Ambassador to the United Nations Office at Geneva
- In office 1982–1987
- President: Luis Alberto Monge Óscar Arias Sánchez

19th President of the Legislative Assembly of Costa Rica
- In office 1 May 1977 – 30 April 1978
- Preceded by: Alfonso Carro Zúñiga
- Succeeded by: Rodrigo Madrigal Nieto

Deputy of the Legislative Assembly of Costa Rica
- In office 1 May 1974 – 30 April 1978
- Preceded by: Jenaro Valverde Marín
- Succeeded by: Roberto Tovar Faja
- Constituency: San José (3rd Office)

Personal details
- Born: Elías Soley Soler 10 August 1941 (age 85) San José, Costa Rica
- Children: 1
- Education: University of Costa Rica (LLB)

= Elías Soley Soler =

Costa Rican lawyer and retired politician (born 1941)

Elías Soley Soler (born 10 May 1941) is a Costa Rican lawyer and retired politician who served as Minister of the Presidency from 1994 to 1995. A member of the National Liberation Party, he previously served as the 7th Comptroller General of Costa Rica from 1987 to 1992 and as the 19th President of the Legislative Assembly from 1977 to 1978.

==Biography==
Soley was born on 10 May 1941 in San José, Costa Rica. He studied law and began his political career as a member of the National Liberation Party. In 1974, he was elected to the Legislative Assembly for the 1974–1978 term, during which he served as president of the Finance Committee, leader of the National Liberation Party's parliamentary caucus, and vice president of the Assembly before becoming its president for the 1977–1978 legislative year.

From 1982 to 1987, Soley Soler served as Costa Rica's permanent representative to the United Nations Office and other international organizations in Geneva, Switzerland. In 1987, he was appointed Comptroller General of the Republic, succeeding Rafael Ángel Chinchilla Fallas. He remained in the position until 1992, when his resignation was accepted by the Legislative Assembly.

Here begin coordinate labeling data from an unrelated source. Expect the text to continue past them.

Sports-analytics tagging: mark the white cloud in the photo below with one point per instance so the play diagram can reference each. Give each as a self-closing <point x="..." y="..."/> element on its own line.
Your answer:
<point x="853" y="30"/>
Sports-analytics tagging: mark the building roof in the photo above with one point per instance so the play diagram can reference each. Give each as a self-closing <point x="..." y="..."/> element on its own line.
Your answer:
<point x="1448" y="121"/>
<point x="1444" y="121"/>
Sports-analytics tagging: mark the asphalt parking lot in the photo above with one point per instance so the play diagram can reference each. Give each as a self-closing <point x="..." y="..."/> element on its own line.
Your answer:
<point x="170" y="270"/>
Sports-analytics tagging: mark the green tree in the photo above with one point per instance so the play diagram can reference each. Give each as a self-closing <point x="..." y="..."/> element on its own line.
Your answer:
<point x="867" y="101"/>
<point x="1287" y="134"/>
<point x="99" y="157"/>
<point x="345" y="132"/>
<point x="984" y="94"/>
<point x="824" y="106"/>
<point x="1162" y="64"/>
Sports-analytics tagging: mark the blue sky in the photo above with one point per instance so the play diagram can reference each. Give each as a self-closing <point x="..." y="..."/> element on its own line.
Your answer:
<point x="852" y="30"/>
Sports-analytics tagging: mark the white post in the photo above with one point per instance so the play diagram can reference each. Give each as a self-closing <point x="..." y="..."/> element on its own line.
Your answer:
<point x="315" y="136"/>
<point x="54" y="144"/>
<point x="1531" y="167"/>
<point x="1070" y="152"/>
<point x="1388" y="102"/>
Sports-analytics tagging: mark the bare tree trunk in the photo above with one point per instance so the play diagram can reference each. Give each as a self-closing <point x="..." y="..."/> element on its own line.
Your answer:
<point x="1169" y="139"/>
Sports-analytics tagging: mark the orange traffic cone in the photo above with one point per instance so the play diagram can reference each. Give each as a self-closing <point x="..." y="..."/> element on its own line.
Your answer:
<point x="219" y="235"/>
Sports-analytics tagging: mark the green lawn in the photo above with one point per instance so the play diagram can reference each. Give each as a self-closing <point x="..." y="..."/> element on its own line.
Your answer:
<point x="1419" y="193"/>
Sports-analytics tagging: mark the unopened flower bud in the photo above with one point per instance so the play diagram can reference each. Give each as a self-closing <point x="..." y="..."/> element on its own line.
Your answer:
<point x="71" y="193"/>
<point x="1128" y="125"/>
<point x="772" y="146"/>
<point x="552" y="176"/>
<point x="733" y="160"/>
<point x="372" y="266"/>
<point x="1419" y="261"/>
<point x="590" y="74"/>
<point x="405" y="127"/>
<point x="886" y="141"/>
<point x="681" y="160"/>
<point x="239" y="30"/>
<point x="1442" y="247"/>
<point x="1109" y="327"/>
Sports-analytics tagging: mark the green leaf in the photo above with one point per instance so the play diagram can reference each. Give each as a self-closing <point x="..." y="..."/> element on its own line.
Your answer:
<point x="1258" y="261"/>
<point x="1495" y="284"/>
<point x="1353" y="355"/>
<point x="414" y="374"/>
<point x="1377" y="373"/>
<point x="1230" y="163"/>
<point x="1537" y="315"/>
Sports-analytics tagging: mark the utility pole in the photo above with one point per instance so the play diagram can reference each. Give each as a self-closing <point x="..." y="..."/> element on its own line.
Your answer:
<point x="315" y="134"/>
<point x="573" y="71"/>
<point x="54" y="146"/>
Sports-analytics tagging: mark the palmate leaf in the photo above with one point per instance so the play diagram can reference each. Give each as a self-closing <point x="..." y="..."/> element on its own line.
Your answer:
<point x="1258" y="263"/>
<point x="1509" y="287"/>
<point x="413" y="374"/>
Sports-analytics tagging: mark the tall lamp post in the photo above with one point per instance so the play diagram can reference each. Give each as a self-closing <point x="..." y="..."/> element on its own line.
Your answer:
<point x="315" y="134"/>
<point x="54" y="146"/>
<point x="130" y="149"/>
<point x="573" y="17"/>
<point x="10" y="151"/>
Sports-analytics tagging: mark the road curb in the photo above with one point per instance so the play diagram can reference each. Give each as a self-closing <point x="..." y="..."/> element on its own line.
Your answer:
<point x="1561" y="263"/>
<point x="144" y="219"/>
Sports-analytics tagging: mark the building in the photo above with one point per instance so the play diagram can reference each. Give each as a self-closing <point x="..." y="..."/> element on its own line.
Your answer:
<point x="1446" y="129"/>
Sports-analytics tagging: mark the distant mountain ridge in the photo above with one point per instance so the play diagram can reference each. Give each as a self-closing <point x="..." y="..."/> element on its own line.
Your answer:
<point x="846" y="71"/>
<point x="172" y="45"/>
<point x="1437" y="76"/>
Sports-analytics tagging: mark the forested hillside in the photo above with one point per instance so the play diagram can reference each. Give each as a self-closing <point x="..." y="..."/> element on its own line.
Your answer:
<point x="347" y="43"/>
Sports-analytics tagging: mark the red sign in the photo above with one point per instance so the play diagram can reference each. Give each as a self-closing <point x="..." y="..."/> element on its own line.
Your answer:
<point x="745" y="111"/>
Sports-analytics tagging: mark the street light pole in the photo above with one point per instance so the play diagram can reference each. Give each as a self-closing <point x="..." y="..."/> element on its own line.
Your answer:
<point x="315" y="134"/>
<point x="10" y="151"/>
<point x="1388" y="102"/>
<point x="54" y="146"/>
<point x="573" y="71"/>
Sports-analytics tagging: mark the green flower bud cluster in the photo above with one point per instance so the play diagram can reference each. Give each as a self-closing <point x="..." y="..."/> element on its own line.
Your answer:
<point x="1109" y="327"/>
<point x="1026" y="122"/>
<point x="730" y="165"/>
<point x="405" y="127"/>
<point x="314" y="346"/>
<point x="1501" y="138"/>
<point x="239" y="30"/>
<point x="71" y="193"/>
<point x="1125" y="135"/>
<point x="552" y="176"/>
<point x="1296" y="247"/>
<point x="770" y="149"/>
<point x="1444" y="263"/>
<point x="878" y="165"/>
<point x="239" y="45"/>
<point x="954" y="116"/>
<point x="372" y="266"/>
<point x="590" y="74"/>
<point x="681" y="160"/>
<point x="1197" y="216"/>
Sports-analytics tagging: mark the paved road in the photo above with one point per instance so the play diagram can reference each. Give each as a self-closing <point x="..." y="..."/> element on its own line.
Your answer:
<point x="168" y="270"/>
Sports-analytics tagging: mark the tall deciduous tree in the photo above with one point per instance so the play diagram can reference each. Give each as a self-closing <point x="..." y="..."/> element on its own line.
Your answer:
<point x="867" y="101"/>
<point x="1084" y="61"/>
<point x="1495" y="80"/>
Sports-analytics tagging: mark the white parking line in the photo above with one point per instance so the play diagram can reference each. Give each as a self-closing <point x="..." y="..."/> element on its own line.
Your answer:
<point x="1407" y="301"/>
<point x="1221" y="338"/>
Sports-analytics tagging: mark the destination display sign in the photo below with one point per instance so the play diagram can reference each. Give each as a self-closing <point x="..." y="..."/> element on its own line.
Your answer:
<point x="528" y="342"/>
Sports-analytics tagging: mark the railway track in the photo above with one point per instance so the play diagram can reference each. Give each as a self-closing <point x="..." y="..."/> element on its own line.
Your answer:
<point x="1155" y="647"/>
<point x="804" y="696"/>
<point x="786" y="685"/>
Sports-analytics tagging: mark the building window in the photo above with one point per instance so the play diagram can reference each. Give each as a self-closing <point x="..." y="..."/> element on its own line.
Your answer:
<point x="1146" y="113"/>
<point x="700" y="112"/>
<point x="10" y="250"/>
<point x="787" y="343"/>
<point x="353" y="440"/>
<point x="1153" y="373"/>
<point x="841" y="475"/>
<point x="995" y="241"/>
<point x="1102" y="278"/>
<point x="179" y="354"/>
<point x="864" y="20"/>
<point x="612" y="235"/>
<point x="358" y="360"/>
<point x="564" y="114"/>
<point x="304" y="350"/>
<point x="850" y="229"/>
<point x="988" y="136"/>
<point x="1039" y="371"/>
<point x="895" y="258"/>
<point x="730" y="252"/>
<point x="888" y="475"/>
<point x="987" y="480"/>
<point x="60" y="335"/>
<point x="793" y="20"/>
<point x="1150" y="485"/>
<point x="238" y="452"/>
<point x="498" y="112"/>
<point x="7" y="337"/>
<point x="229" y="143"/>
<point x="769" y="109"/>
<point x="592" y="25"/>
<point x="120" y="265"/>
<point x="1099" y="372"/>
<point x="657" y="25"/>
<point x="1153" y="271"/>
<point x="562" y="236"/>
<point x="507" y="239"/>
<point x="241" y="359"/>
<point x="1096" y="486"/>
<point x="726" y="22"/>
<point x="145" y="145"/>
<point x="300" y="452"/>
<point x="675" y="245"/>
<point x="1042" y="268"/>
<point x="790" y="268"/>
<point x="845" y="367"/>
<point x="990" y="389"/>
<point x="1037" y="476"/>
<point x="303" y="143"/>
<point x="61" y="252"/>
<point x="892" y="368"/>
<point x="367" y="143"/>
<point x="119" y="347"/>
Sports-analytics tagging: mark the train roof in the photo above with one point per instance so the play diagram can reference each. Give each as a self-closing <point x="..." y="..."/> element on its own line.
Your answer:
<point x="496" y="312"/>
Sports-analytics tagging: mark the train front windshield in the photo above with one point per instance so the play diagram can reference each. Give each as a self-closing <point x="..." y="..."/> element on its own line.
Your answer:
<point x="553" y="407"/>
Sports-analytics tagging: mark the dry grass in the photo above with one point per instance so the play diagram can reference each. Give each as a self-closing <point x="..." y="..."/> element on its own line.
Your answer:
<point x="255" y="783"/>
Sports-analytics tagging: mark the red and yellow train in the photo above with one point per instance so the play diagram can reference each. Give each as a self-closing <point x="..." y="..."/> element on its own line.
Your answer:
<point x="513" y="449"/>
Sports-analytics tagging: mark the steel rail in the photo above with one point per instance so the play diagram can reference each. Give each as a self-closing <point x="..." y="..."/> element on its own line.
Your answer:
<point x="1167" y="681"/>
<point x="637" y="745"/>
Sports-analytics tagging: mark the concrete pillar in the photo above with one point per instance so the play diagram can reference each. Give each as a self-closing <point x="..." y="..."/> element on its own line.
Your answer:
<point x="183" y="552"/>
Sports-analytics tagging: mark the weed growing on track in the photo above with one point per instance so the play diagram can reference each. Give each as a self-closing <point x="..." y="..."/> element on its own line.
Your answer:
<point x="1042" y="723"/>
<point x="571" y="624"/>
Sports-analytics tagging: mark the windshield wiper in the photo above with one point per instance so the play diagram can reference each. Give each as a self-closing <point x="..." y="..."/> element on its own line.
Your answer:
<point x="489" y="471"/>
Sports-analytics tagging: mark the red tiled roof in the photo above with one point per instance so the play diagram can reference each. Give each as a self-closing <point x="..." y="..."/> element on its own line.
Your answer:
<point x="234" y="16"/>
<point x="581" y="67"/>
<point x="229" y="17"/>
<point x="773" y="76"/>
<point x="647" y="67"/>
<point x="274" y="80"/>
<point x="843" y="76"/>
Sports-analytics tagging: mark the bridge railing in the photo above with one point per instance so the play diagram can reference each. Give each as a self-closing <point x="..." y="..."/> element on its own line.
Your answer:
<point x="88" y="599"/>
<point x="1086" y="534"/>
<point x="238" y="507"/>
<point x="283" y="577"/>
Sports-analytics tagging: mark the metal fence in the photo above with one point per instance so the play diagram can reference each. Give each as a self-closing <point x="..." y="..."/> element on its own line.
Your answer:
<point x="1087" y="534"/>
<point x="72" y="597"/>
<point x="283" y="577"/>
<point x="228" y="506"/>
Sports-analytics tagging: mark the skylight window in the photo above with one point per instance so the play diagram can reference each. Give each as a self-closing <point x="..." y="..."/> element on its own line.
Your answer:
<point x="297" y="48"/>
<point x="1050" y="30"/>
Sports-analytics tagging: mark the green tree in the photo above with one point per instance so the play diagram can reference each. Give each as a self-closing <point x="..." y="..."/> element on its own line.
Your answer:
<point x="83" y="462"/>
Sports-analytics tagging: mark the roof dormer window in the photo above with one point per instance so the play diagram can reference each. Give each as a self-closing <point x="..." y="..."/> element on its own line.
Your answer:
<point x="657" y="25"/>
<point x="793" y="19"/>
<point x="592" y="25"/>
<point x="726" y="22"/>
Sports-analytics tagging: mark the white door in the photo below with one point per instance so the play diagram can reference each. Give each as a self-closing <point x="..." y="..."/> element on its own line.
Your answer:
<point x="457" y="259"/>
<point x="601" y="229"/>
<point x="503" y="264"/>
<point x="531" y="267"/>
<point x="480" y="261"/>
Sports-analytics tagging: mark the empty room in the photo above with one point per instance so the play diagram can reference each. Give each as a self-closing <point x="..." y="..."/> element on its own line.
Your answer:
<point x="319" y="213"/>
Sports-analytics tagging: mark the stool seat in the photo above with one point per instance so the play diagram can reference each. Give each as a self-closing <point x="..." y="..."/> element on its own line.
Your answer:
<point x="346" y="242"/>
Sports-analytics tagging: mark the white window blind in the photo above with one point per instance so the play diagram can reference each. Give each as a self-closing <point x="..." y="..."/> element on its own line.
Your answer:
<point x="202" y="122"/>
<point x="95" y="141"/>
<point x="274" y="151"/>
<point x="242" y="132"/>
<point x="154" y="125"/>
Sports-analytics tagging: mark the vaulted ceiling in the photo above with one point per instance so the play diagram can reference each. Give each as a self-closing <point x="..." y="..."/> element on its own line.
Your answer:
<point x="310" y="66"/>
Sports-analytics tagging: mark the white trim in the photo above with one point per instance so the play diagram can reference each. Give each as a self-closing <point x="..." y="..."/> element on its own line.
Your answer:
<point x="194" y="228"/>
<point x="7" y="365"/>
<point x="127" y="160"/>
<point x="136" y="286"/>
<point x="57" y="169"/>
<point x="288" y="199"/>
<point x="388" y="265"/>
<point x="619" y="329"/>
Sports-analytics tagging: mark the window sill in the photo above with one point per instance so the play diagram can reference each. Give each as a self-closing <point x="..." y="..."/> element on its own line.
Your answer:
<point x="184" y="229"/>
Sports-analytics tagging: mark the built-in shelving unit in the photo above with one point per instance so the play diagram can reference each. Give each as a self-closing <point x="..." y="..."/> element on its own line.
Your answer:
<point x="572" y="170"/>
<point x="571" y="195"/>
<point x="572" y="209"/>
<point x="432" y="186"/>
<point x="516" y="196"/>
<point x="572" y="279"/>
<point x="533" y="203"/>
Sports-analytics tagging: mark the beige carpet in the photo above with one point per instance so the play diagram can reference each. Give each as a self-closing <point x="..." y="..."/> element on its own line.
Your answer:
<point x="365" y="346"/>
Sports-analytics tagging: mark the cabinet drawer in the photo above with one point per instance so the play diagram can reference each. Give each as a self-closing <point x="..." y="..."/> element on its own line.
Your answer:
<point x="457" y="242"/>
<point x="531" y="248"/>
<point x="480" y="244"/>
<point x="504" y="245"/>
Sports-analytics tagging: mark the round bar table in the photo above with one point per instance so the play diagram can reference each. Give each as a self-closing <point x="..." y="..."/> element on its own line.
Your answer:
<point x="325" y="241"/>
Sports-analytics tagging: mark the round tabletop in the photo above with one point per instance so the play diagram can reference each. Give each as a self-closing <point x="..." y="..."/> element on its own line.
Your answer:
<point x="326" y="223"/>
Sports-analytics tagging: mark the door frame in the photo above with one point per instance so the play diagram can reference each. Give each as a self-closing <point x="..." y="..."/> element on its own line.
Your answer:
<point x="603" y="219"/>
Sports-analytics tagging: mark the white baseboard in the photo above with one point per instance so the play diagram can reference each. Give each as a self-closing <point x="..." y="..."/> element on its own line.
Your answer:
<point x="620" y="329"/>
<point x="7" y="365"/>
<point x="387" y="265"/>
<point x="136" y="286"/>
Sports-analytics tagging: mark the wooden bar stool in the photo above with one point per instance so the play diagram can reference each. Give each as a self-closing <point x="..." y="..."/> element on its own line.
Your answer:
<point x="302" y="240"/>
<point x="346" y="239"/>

In 1994, President José María Figueres Olsen appointed Soley Minister of the Presidency. He held the position during the first part of the Figueres administration, until his restignation in March 1995. In November 1996, he was acquitted of abuse of authority charges arising from the 1994 expulsion of four Venezuelan nationals. The court found that he had neither ordered nor instigated the expulsions and had not played a leading role in the decision.

After leaving government, Soley Soler continued working as a lawyer. He has practiced in areas including administrative, constitutional, labor, and government-contract law.